Note: What does FAF mean and what timing issues are there are actually the same issue (actioned to Anish)
<noah> My key points are effectively in the resolution:
Chris: Could people please provide pointers to key emails in previous discussion of "what does FAF mean" issue.
Mike: This seems part of starting email discussion.
<noah> 1) Timing is an issue. In particular, the MEP should NOT be used for transports on which you have to wait for actual network traffic before proceeding at the sender.
<noah> 2) Therefore, this MEP is mainly for datagram-like protocols.
<noah> Chris, those two points are my main input.
Mike: Meet a week from Wednesday?
Omnes: General approval.
<anish> noah, what MEP would you use for queueing/messaging/jms?

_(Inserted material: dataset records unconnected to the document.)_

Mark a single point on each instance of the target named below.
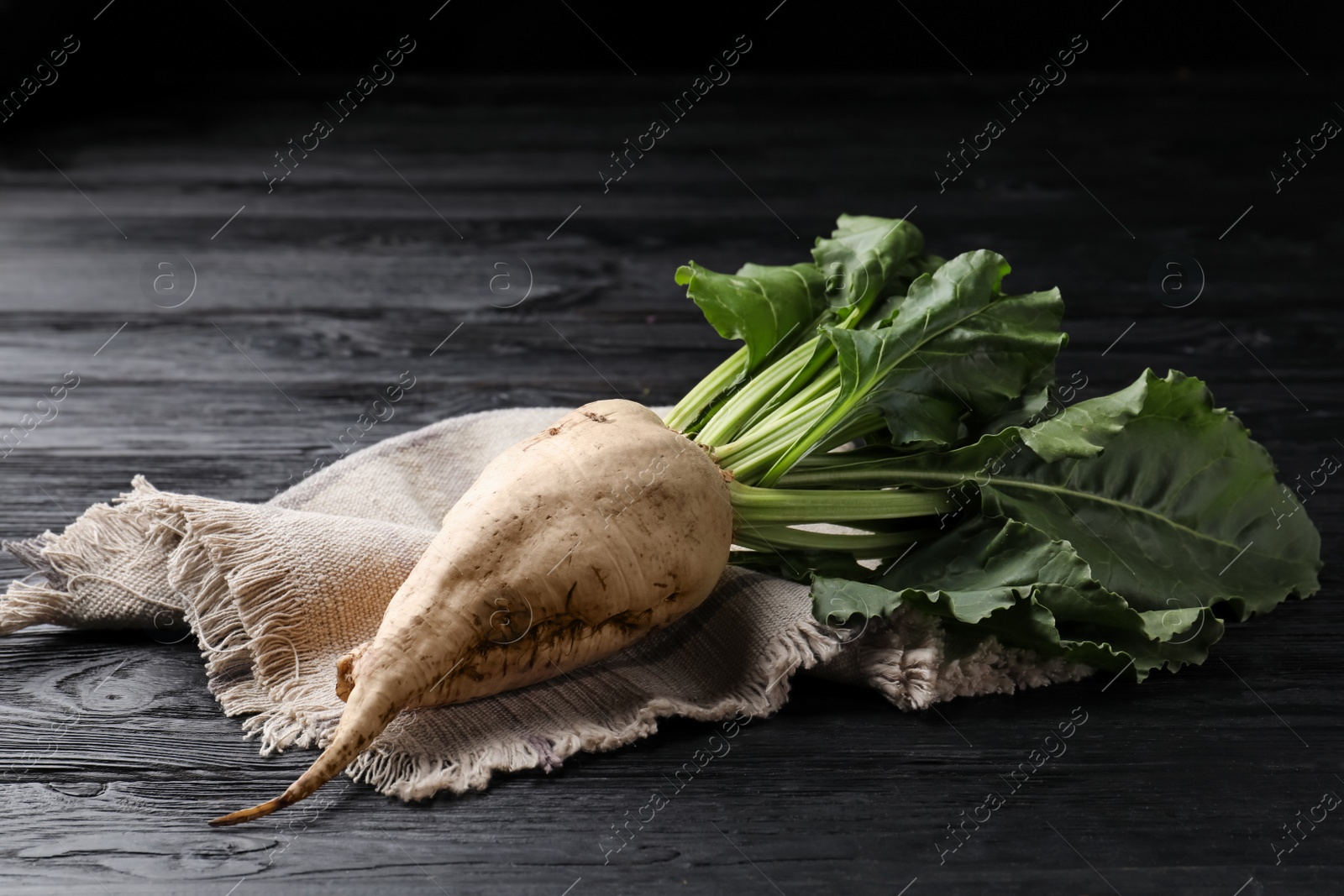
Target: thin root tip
(249, 815)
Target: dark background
(378, 255)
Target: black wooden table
(460, 230)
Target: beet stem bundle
(886, 405)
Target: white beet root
(569, 547)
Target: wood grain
(114, 754)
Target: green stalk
(792, 425)
(837, 470)
(754, 506)
(694, 402)
(781, 537)
(729, 419)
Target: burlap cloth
(276, 593)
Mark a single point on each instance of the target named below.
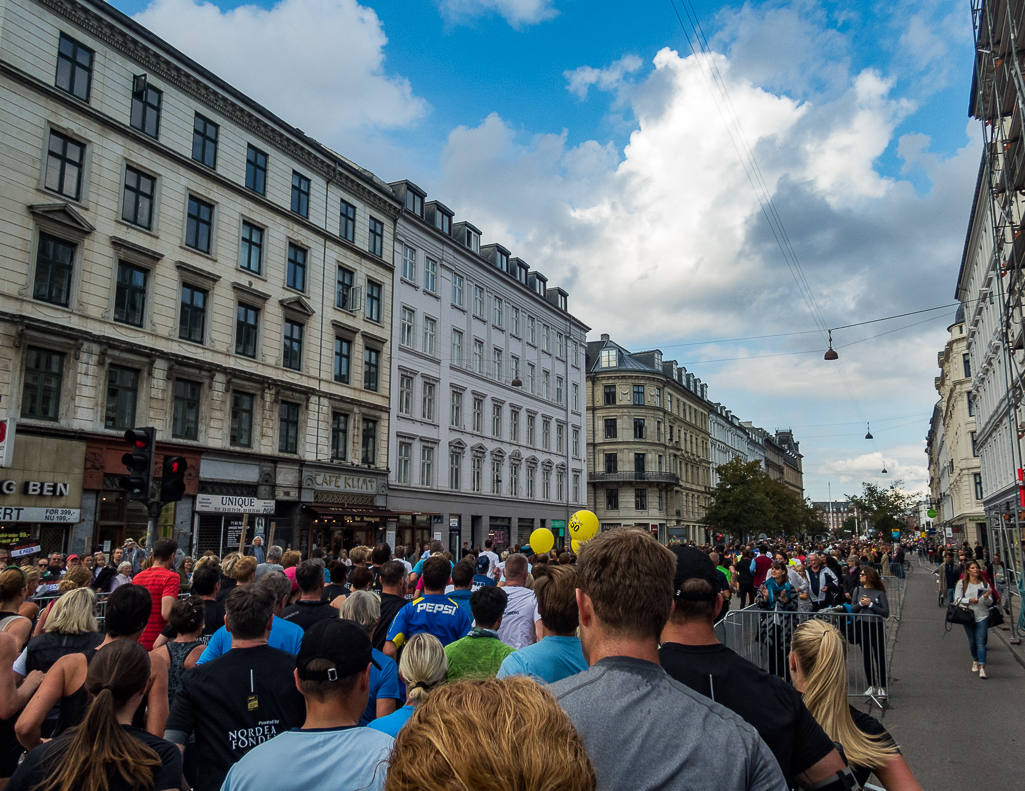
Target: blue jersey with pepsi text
(435, 614)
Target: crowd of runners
(368, 670)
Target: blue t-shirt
(383, 683)
(285, 635)
(549, 660)
(318, 750)
(393, 723)
(435, 614)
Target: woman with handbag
(974, 591)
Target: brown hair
(628, 577)
(556, 593)
(490, 735)
(99, 743)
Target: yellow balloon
(583, 525)
(541, 540)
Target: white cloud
(318, 64)
(519, 13)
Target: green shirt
(479, 655)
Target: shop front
(40, 491)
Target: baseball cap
(692, 564)
(338, 640)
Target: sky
(590, 139)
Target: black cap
(338, 640)
(692, 564)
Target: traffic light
(172, 482)
(138, 463)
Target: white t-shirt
(518, 623)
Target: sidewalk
(955, 730)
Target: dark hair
(205, 579)
(436, 573)
(462, 575)
(164, 549)
(187, 615)
(488, 605)
(128, 611)
(310, 575)
(247, 610)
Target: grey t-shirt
(644, 730)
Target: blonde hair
(74, 613)
(821, 654)
(423, 665)
(490, 735)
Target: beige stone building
(172, 254)
(648, 442)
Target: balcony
(655, 477)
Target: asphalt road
(957, 732)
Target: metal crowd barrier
(763, 637)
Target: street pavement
(956, 732)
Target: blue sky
(583, 136)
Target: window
(339, 435)
(242, 419)
(296, 273)
(426, 465)
(288, 433)
(54, 259)
(402, 470)
(455, 471)
(343, 289)
(376, 244)
(129, 297)
(122, 392)
(43, 379)
(185, 420)
(74, 68)
(255, 170)
(292, 357)
(429, 329)
(496, 421)
(456, 347)
(205, 141)
(199, 224)
(300, 194)
(64, 166)
(409, 263)
(346, 222)
(369, 444)
(371, 359)
(373, 311)
(342, 360)
(431, 276)
(252, 248)
(457, 409)
(192, 316)
(427, 403)
(406, 326)
(136, 205)
(457, 290)
(246, 326)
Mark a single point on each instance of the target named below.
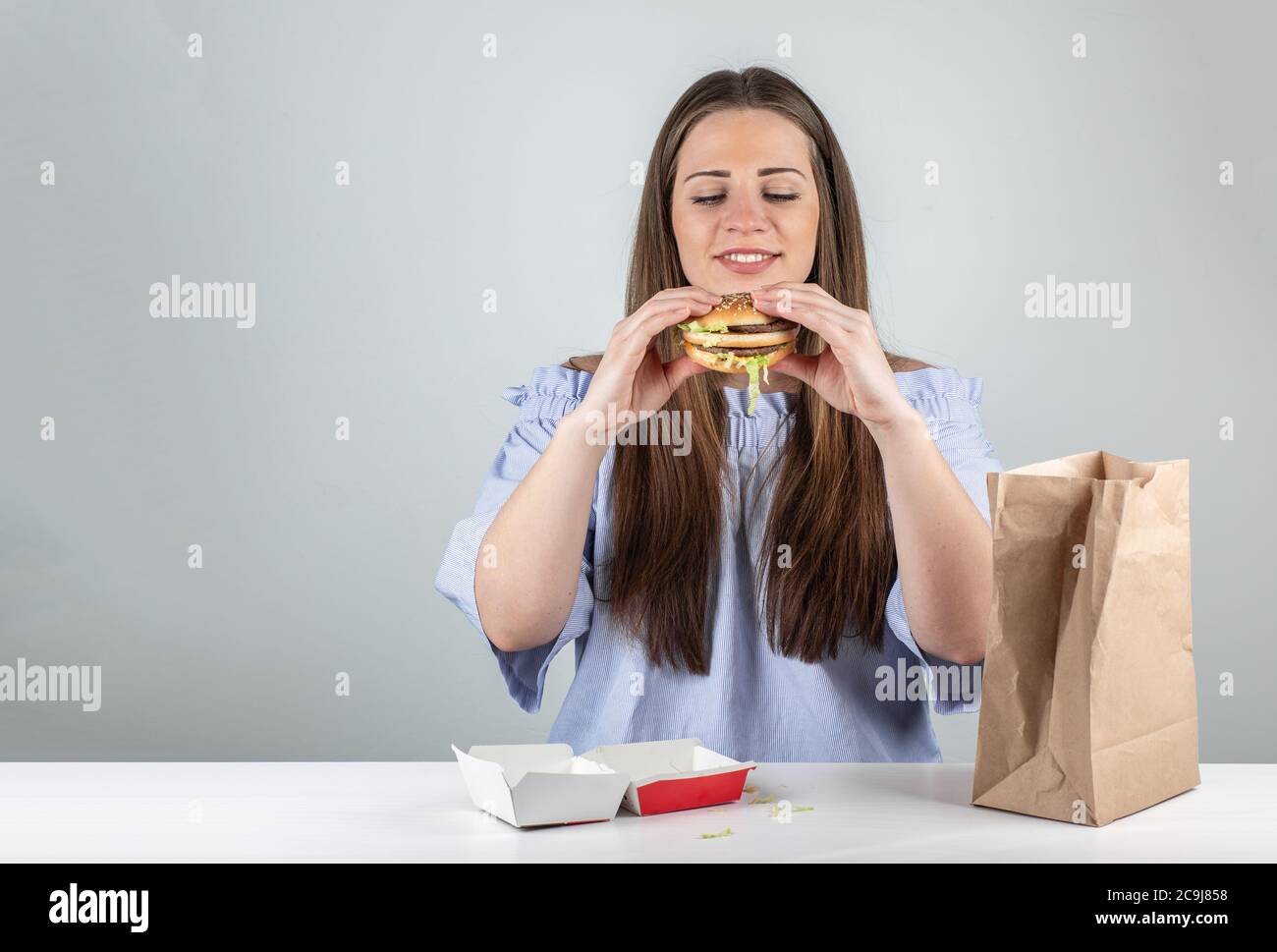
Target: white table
(75, 812)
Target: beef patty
(770, 327)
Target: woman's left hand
(851, 373)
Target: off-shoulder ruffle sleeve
(950, 405)
(541, 403)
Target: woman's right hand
(631, 374)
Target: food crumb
(775, 811)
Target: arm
(527, 577)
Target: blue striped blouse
(753, 704)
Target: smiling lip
(748, 267)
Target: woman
(750, 591)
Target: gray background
(514, 174)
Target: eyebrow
(726, 174)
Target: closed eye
(770, 196)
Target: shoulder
(552, 391)
(587, 362)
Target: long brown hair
(829, 506)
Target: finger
(804, 298)
(659, 321)
(800, 365)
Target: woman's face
(745, 182)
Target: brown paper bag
(1088, 701)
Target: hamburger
(735, 338)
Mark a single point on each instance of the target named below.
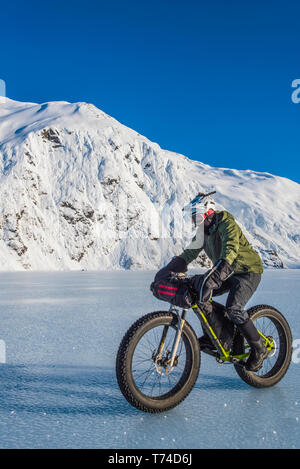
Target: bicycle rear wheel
(272, 324)
(145, 377)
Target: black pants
(240, 287)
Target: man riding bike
(237, 269)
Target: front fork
(181, 321)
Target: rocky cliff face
(79, 190)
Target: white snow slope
(79, 190)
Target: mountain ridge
(69, 172)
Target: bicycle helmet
(199, 208)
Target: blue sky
(209, 79)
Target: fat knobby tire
(124, 360)
(283, 361)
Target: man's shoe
(257, 355)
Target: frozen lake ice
(58, 387)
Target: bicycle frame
(222, 355)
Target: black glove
(177, 264)
(212, 279)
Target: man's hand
(212, 279)
(177, 264)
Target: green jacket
(227, 241)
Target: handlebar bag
(175, 291)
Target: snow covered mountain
(79, 190)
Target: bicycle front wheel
(146, 376)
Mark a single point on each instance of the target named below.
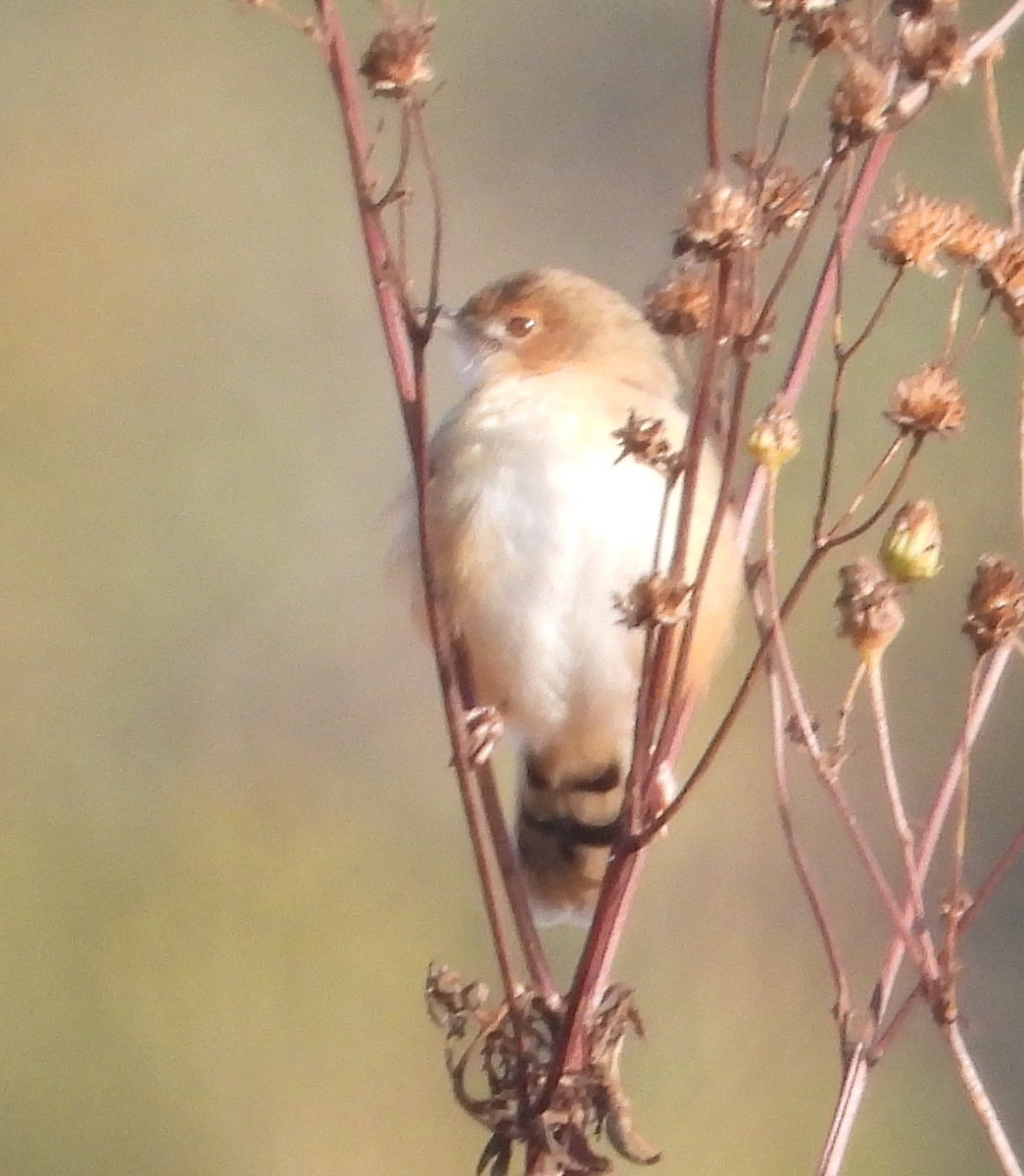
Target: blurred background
(229, 844)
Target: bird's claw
(484, 727)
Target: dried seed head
(859, 104)
(995, 604)
(929, 401)
(453, 1004)
(775, 439)
(790, 10)
(972, 240)
(718, 220)
(915, 229)
(869, 610)
(1004, 275)
(396, 59)
(934, 51)
(653, 601)
(786, 199)
(837, 28)
(912, 546)
(919, 9)
(678, 305)
(645, 438)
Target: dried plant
(539, 1069)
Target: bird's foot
(484, 727)
(663, 792)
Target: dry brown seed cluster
(396, 59)
(919, 9)
(869, 607)
(833, 29)
(917, 229)
(680, 305)
(995, 604)
(786, 199)
(1003, 274)
(499, 1061)
(929, 401)
(654, 601)
(718, 220)
(974, 240)
(911, 548)
(934, 51)
(859, 104)
(913, 230)
(645, 438)
(790, 10)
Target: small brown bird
(539, 526)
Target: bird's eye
(519, 326)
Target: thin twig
(981, 1101)
(841, 1009)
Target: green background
(228, 840)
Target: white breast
(539, 528)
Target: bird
(537, 526)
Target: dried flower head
(934, 51)
(653, 601)
(836, 28)
(921, 9)
(913, 230)
(678, 305)
(1004, 275)
(929, 401)
(971, 239)
(859, 104)
(786, 199)
(396, 59)
(869, 610)
(718, 219)
(911, 548)
(645, 438)
(775, 439)
(995, 604)
(789, 10)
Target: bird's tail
(564, 829)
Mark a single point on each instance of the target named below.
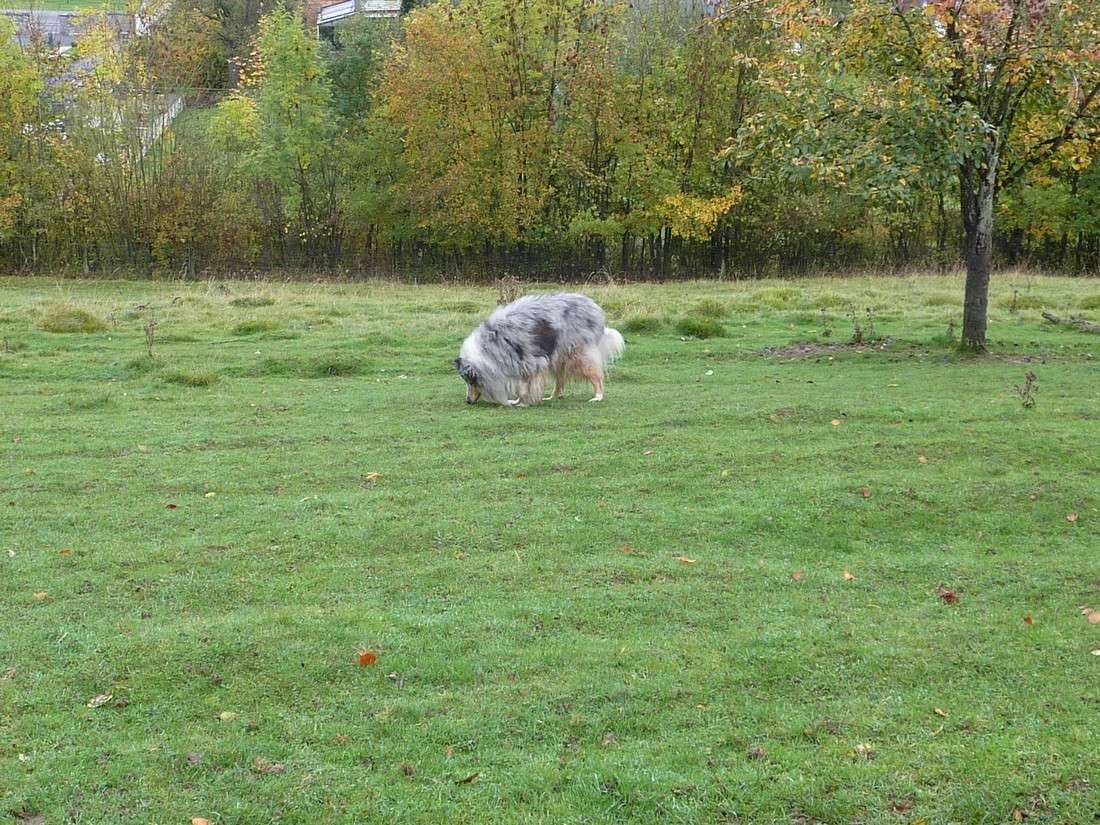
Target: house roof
(347, 9)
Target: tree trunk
(977, 197)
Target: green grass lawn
(628, 612)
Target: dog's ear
(466, 371)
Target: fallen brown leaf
(864, 750)
(263, 766)
(948, 596)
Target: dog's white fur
(508, 358)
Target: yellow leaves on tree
(695, 218)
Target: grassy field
(712, 598)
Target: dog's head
(469, 375)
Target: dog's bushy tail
(611, 345)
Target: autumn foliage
(568, 135)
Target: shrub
(254, 326)
(828, 300)
(68, 318)
(1090, 301)
(336, 366)
(700, 328)
(190, 377)
(641, 323)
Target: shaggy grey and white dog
(507, 359)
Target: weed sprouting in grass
(150, 333)
(1089, 301)
(255, 326)
(942, 299)
(710, 308)
(190, 377)
(862, 325)
(10, 345)
(1016, 301)
(334, 366)
(641, 325)
(828, 300)
(700, 328)
(948, 338)
(1027, 389)
(68, 318)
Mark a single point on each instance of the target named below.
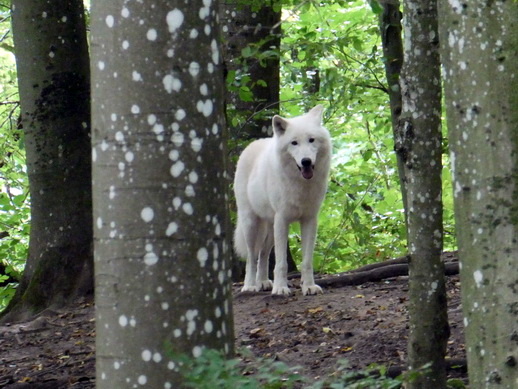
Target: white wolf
(281, 180)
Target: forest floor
(365, 324)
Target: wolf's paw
(249, 288)
(311, 289)
(265, 285)
(281, 290)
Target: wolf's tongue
(307, 172)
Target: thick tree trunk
(160, 193)
(54, 83)
(480, 56)
(419, 129)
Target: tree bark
(392, 42)
(54, 83)
(160, 193)
(480, 57)
(419, 130)
(252, 27)
(255, 28)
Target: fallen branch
(378, 272)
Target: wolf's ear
(279, 125)
(316, 112)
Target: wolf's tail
(239, 241)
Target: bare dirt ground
(365, 324)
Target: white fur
(274, 189)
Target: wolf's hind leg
(309, 233)
(263, 282)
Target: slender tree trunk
(480, 56)
(392, 42)
(160, 193)
(54, 83)
(249, 29)
(419, 129)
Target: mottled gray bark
(480, 56)
(54, 81)
(419, 129)
(392, 42)
(161, 251)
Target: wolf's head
(304, 143)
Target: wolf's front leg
(309, 234)
(250, 273)
(280, 273)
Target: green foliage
(213, 370)
(14, 198)
(332, 54)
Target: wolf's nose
(306, 162)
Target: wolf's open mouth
(307, 171)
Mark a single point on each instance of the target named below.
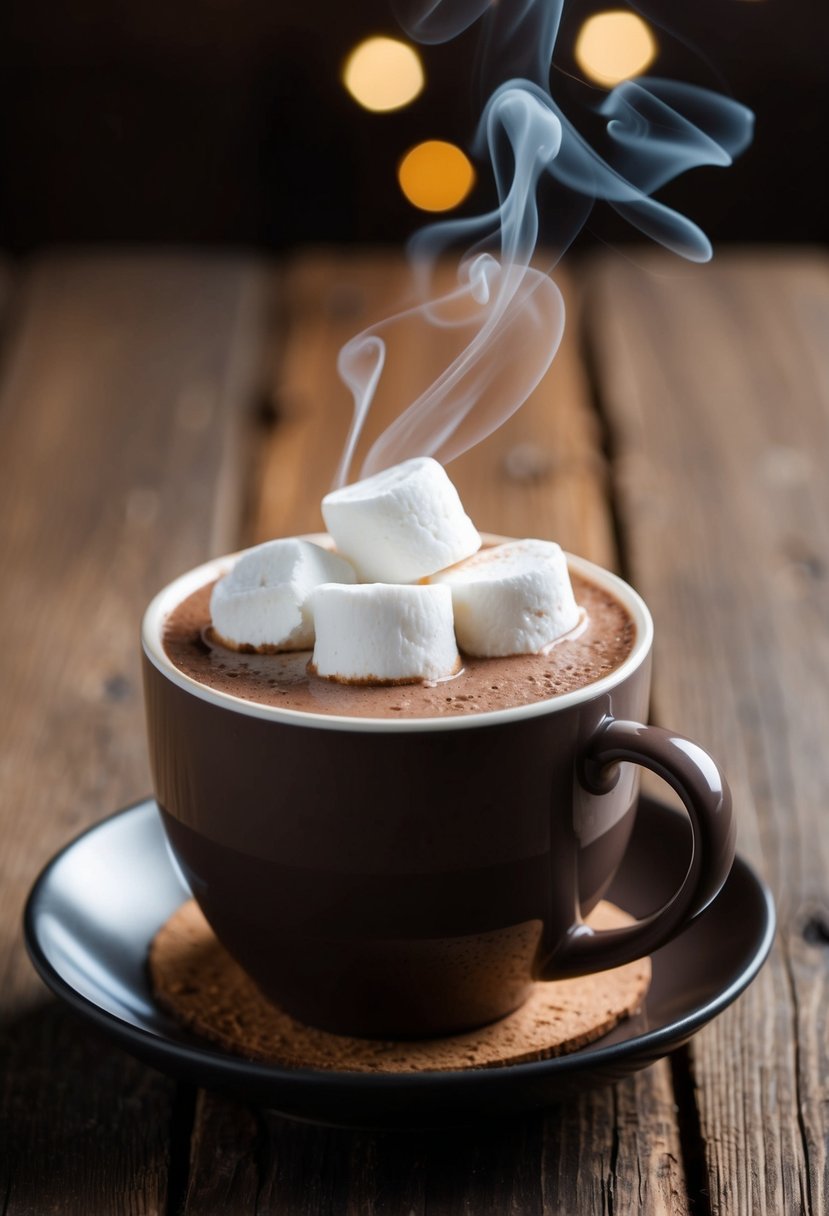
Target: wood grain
(542, 472)
(715, 382)
(119, 409)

<anish> that is where it gets tricky
<cferris> thanks, noah
Mike: Next meeting March 15
Noah: I believe my draft is a useful starting point. Group should read it keeping in mind that this should be headed quickly toward Rec.
<scribe> ACTION: Noah to suggest how the group should proceed in reviewing draft (suggestion will probably be what I just said) [recorded in http://www.w3.org/2006/03/04-xmlprotocol-minutes.html#action04]
Mike: Anything else?
<cferris> DaveH, did you mean Noah instead of Mike in reference to "my draft"?